BUFFALO, N.Y. — The Dow rallied for a third straight day on Thursday, perhaps lending comfort to those whose retirement plans are tied to the stock market.

At the same time, though, it's still 25 percent lower than the all-time high it reached just over a month ago.

“These crazy wild swings in the market would give anybody heartburn,” said Joe Curatolo, a financial planner with Georgetown Capital in Williamsville. “When folks open up their (quarterly) investment statements that are going to come out in another 10 days, it's not gonna be pretty."

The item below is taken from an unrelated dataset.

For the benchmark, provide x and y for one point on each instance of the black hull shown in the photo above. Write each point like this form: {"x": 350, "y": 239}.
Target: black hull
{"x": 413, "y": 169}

But experts say to remember that your losses, just like your gains over the last few years, are on paper.

You don't make money, or lose it, until you sell.

“I would say don’t sell at theses low prices … that’s not in anybody's best interest," Curatolo told WGRZ.

Especially those who are many years from retirement.

For those who are getting close though, there may be concern.

Hopefully, they would have been directing funds to more conservative investments in recent years.

“Everybody knows that as you get closer to retirement you turn the risk down," Curatolo said.

But he also acknowledges many people who should have dialed back on risk, fell to the temptation to ride the incredible rise of the market in the last three years, prior to the Coronavirus outbreak, which sent shares tumbling.

“there’s no doubt about it,” Curatolo said. “People who saw last year, where they might have made 25 to 30 percent in the market, may have thought that ride would last many more years. They stayed in and got beat up more than most.”

However, he says even they should not be panicking.

“If the market is down 25 percent year to date, which is only three months, and last year they made 25 percent, one could say that statistically they're about where they started in early 2019, so how bad is that?"

Besides, you probably weren't going to spend every dime you saved in your life, in the next year anyway.

“Every economic crisis for hundreds of years has eventually come and gone. For the vast majority of people who do any sort of planning they'll be fine," Curatolo said.